Because of the magnitude of Hong Kong’s welfare needs and the bewildering assortment of private organizations attempting to deal with them, there is an absolute necessity for a central clearinghouse to eliminate overlapping in some areas and neglect in others. This is the function of the Hong Kong Council of Social Service, a coordinating agency of ninety welfare organizations which regularly checks the balance sheets of its affiliates. If they pass muster, the colony government grants them substantial aid to supplement their own resources.

The Council, under its executive secretary Madge Newcombe, is also charged with discovering where and what the needs of poor people are, and then of assigning the religious or welfare societies best equipped to satisfy them. There is no shortage of needs; the Council’s concern is to avoid imbalance and wasted effort in meeting them.

Five years ago the Council created the Central Relief Records Office. With its file of approximately 200,000 cards, listing the name of every relief client and the aid he is receiving from each agency, the office has drastically reduced the duplication of welfare-agency work and chiseling by potential recipients.

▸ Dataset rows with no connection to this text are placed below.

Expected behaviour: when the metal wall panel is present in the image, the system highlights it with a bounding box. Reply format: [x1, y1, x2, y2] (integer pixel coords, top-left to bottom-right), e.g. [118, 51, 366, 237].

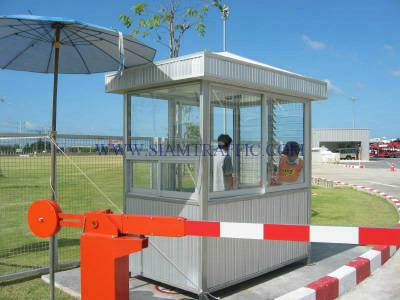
[312, 128, 370, 161]
[206, 189, 309, 290]
[126, 196, 201, 293]
[127, 190, 310, 293]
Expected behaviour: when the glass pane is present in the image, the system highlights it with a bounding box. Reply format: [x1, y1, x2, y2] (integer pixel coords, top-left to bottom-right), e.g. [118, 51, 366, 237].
[131, 83, 200, 156]
[210, 87, 262, 192]
[161, 163, 197, 193]
[131, 161, 157, 189]
[268, 99, 305, 186]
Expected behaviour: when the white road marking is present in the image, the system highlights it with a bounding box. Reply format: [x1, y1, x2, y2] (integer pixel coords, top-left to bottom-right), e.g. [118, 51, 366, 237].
[367, 181, 400, 188]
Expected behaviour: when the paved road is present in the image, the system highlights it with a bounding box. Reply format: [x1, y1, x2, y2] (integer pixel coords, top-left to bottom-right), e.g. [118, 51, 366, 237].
[313, 162, 400, 200]
[341, 158, 400, 170]
[313, 162, 400, 300]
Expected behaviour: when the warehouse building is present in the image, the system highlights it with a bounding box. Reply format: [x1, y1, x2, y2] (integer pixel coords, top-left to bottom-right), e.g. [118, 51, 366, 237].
[312, 128, 370, 161]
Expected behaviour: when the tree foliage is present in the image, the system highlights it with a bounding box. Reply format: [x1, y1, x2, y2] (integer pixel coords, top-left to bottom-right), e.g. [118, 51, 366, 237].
[120, 0, 223, 58]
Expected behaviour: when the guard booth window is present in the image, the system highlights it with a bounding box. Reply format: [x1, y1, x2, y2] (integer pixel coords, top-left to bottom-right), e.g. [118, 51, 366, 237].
[267, 99, 305, 186]
[128, 83, 200, 198]
[210, 87, 262, 194]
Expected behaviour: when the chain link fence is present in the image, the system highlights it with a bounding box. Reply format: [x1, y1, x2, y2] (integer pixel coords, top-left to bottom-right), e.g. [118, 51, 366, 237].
[0, 133, 123, 281]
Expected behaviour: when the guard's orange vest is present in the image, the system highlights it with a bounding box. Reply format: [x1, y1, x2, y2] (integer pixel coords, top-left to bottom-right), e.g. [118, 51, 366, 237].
[278, 156, 304, 182]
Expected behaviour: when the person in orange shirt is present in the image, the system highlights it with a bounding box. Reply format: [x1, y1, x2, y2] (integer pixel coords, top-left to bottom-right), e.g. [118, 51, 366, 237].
[271, 141, 304, 185]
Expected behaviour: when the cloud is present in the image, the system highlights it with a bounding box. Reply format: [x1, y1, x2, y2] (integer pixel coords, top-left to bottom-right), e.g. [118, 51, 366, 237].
[391, 69, 400, 77]
[24, 121, 40, 130]
[384, 44, 395, 55]
[302, 35, 327, 50]
[325, 79, 344, 96]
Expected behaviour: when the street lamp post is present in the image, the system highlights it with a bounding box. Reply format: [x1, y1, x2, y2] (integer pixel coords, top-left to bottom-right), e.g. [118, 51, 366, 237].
[350, 97, 357, 128]
[222, 5, 230, 52]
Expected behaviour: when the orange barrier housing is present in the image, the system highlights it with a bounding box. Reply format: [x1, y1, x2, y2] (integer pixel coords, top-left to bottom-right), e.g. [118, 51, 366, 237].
[28, 200, 186, 300]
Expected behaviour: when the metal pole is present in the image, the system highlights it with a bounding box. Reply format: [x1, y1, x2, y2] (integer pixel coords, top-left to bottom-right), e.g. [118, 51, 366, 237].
[222, 5, 230, 52]
[223, 17, 226, 52]
[351, 97, 356, 129]
[49, 24, 62, 300]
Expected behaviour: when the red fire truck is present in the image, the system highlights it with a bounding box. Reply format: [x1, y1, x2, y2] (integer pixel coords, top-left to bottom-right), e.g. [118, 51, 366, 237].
[370, 140, 400, 158]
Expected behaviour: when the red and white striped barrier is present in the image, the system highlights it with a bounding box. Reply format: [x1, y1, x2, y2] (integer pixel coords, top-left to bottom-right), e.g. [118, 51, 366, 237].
[184, 221, 400, 246]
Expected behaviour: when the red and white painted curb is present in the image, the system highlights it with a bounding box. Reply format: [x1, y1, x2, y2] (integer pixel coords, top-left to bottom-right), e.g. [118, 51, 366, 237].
[276, 245, 399, 300]
[275, 179, 400, 300]
[342, 164, 365, 169]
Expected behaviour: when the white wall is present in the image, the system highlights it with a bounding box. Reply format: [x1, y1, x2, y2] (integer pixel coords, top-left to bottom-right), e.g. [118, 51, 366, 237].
[312, 128, 370, 161]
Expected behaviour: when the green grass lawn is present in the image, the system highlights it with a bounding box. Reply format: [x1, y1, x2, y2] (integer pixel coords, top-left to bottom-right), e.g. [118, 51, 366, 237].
[0, 155, 123, 276]
[0, 155, 398, 300]
[0, 277, 74, 300]
[312, 186, 398, 227]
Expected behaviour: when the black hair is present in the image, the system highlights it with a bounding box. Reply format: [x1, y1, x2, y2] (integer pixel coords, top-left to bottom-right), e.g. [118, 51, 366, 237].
[217, 134, 232, 150]
[282, 141, 300, 156]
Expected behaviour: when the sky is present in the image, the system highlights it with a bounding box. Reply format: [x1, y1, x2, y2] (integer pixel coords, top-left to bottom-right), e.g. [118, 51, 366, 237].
[0, 0, 399, 138]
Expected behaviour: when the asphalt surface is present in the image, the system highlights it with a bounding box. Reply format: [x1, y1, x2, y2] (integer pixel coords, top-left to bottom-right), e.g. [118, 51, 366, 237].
[342, 157, 400, 170]
[313, 161, 400, 200]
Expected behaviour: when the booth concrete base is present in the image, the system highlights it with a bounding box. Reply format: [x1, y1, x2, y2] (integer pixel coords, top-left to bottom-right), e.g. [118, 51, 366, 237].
[42, 243, 370, 300]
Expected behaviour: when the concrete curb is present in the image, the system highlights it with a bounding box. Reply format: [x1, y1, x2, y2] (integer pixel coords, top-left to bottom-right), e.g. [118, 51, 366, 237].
[343, 164, 365, 169]
[275, 179, 400, 300]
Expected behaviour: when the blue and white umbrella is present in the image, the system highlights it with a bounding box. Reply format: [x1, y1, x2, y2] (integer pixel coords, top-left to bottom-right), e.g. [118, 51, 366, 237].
[0, 15, 156, 73]
[0, 15, 156, 299]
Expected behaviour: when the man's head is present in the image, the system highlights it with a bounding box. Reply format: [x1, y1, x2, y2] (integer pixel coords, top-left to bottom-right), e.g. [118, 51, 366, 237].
[217, 134, 232, 151]
[282, 141, 301, 161]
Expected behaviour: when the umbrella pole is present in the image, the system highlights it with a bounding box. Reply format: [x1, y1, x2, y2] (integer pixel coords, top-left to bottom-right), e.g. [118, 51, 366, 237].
[49, 26, 61, 300]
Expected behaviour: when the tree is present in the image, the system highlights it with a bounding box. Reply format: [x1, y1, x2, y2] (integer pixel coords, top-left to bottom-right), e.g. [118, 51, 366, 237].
[120, 0, 223, 58]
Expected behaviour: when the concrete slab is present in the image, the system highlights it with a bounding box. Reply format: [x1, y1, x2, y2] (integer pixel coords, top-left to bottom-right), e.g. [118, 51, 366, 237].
[43, 243, 370, 300]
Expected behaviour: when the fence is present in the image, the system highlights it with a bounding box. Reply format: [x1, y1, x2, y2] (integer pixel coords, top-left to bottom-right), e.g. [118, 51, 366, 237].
[311, 177, 334, 188]
[0, 133, 123, 281]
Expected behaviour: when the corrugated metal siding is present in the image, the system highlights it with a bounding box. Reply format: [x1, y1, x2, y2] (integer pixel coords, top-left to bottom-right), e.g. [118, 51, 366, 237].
[105, 51, 327, 100]
[207, 190, 309, 290]
[126, 197, 201, 293]
[312, 128, 370, 161]
[105, 54, 204, 93]
[127, 191, 310, 293]
[204, 54, 326, 100]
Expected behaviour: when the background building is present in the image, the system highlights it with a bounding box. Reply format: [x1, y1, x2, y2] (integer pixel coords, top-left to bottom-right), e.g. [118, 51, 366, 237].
[312, 128, 370, 161]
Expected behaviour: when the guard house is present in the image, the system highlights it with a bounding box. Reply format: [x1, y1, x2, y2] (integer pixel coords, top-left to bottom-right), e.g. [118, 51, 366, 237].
[105, 51, 327, 294]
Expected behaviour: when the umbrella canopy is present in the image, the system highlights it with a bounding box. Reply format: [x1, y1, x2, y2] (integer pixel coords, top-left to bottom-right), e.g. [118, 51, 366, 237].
[0, 15, 156, 73]
[0, 15, 156, 300]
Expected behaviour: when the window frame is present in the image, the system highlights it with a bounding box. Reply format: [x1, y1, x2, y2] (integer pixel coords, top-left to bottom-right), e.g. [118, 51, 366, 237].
[264, 94, 309, 193]
[209, 83, 264, 197]
[126, 81, 202, 201]
[124, 80, 311, 202]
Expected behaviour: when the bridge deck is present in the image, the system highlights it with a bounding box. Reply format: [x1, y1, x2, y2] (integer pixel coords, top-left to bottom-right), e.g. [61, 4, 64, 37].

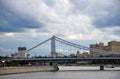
[9, 57, 120, 61]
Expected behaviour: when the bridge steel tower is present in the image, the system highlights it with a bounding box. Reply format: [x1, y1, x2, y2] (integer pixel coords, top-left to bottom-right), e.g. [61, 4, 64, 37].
[51, 36, 56, 58]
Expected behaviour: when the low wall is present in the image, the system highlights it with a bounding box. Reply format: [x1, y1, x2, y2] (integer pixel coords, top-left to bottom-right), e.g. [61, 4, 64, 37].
[0, 66, 56, 75]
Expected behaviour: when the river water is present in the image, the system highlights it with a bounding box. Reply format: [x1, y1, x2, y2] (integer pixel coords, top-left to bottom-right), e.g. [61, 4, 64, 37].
[0, 66, 120, 79]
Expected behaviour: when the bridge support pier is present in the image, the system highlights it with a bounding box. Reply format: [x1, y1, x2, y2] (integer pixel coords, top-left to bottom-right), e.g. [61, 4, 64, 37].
[53, 63, 59, 71]
[100, 65, 104, 70]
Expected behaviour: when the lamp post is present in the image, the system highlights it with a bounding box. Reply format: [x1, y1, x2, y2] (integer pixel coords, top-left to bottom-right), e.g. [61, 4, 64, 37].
[2, 60, 5, 67]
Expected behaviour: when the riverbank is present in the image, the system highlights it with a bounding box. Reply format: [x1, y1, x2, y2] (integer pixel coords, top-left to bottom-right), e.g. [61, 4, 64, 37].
[0, 66, 56, 75]
[58, 66, 120, 71]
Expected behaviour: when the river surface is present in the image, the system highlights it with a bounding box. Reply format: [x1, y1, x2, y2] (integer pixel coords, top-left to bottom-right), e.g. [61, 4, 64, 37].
[0, 66, 120, 79]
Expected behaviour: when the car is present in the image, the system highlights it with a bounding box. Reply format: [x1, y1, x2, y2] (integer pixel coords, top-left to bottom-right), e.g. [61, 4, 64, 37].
[105, 64, 115, 68]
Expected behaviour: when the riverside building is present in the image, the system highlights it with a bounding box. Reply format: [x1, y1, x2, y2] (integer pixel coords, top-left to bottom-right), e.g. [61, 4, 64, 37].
[90, 41, 120, 57]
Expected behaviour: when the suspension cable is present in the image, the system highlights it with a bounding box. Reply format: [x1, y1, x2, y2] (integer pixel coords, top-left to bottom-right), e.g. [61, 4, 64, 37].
[26, 35, 120, 56]
[55, 36, 120, 55]
[27, 37, 51, 52]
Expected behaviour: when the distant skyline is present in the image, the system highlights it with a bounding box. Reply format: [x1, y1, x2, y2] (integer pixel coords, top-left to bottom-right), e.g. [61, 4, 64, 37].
[0, 0, 120, 56]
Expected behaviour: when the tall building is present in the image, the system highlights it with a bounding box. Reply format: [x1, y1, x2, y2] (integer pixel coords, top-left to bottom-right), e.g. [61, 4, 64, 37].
[11, 47, 27, 58]
[108, 41, 120, 52]
[18, 47, 27, 58]
[90, 42, 104, 57]
[90, 42, 104, 50]
[90, 41, 120, 57]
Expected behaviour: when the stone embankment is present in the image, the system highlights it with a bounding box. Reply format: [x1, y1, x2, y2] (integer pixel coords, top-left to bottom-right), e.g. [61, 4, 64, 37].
[0, 66, 56, 75]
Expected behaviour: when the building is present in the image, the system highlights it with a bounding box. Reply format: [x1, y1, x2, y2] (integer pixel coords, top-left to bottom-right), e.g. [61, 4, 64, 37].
[18, 47, 27, 58]
[90, 41, 120, 57]
[76, 50, 83, 58]
[90, 42, 104, 50]
[76, 50, 90, 58]
[82, 52, 90, 57]
[11, 47, 27, 58]
[90, 42, 104, 57]
[108, 41, 120, 52]
[69, 54, 76, 58]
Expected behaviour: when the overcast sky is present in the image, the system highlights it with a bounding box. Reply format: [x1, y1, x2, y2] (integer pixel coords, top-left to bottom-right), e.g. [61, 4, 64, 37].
[0, 0, 120, 56]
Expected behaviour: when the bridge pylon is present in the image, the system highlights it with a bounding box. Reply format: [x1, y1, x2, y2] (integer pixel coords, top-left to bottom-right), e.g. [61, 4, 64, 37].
[51, 35, 57, 58]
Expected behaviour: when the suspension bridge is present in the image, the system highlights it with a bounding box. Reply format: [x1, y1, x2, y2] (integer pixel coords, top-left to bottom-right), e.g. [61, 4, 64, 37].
[2, 36, 120, 66]
[26, 35, 120, 57]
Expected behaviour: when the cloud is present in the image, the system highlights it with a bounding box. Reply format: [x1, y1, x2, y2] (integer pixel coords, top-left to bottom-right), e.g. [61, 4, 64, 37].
[3, 33, 15, 36]
[0, 0, 120, 47]
[71, 0, 120, 27]
[0, 0, 43, 32]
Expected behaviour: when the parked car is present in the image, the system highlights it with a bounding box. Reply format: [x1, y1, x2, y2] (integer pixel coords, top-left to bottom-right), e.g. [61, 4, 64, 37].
[105, 64, 115, 68]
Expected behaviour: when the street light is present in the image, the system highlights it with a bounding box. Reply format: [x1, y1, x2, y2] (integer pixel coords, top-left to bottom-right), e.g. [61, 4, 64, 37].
[2, 60, 5, 67]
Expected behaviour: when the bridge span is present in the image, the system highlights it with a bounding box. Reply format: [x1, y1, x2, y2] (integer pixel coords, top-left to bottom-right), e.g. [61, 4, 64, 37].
[8, 57, 120, 63]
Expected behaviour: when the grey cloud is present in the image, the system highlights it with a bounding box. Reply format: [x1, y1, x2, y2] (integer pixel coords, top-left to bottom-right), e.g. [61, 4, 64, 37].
[44, 0, 56, 7]
[70, 0, 120, 28]
[0, 0, 44, 32]
[93, 0, 120, 28]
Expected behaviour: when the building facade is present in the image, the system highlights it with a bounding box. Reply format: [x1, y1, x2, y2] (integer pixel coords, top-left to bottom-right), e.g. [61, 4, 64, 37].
[18, 47, 27, 58]
[108, 41, 120, 52]
[90, 42, 104, 57]
[11, 47, 27, 58]
[90, 41, 120, 57]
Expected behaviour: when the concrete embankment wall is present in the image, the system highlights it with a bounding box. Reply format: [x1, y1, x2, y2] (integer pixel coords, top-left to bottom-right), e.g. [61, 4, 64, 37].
[0, 66, 56, 75]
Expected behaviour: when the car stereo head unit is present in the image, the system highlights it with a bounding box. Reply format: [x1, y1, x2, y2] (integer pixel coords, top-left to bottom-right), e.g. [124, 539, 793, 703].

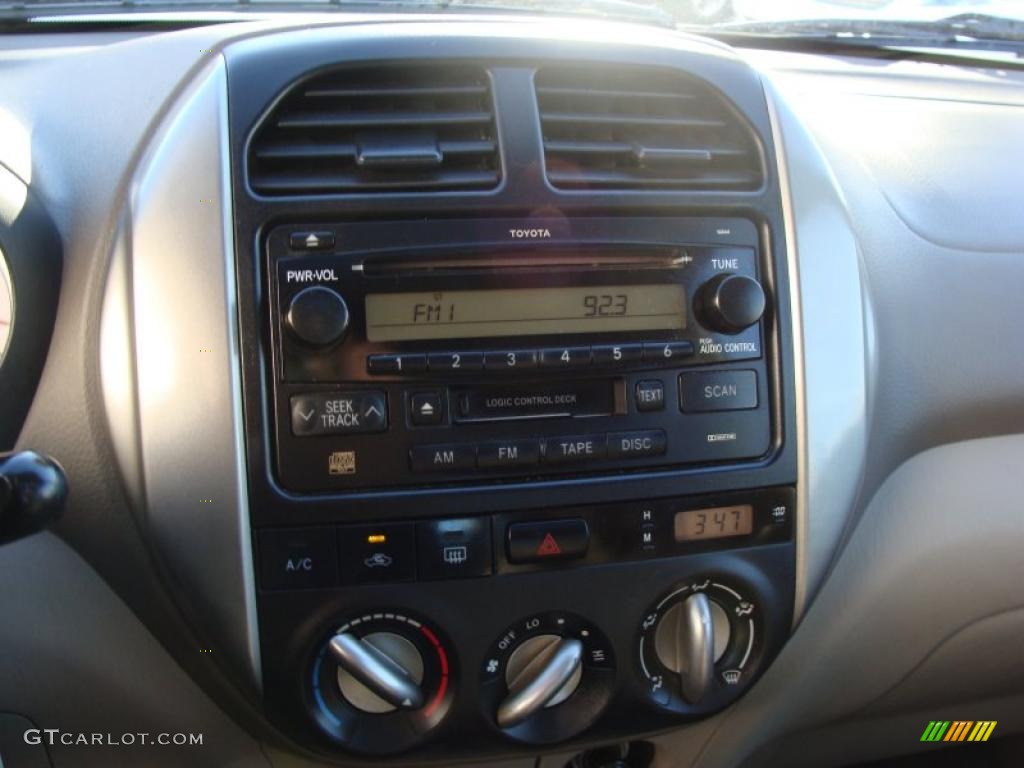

There is no need for begging; relief is so well organized that any hungry person can get a meal at a welfare agency.

Apart from feeding and housing the colony’s displaced persons, there is a human problem of especial poignance. A resettlement estate, at its outset, is an assembly of strangers from all over China, some from big cities, some from back-country hamlets, tossed together like beans in a bowl.

At Wong Tai Sin, one of the largest resettlement estates, 60,000 people are packed into long rows of multi-story concrete blocks. Physically, they are far better off than they were in the shacktowns they came from, but when they first moved in they were strangers lost in a crowd, rootless and with no sense of community interests.

During World Refugee Year (1959-60), the United States government met the problem of building community consciousness at Wong Tai Sin with one of its most effective gifts—$210,000 to build a community center there. Now completed and in full operation, it is a large, modern, five-story building teeming with community enterprises.

The variety of its activities is bewildering: classes for the deaf, courses in Diesel mechanics and refrigeration engineering, Chinese opera, day nurseries, social events, libraries, movies and a hundred other interests—all of them designed to form a congenial community out of thousands of isolated families.

The idea worked so well that the United Kingdom put up an equal amount of money to build a second center in the new-born industrial city of Tsuen Wan. The Toronto and Canadian World Refugee Year committees donated $75,000 for a third community center at Chai Wan, on Hong Kong Island. Others are planned, and the public response to the centers has been so enthusiastic that the colony hopes to establish one in every resettlement estate.

The Hong Kong branch of Church World Service, a department of the National Council of the Churches of Christ in America, picked up fresh vigor a few years ago. Dr. Elbert E. Gates, Jr., pastor of the First Baptist Church of Westfield, N.J., made an incidental stop at Hong Kong during a trip to Australia. He and his wife, June, had a close-up look at the colony’s refugees, and what they saw made an unforgettable impression on them. In 1959, he gave up his pastorate and took a one-third cut in salary to become director of the Church World Service branch in Hong Kong.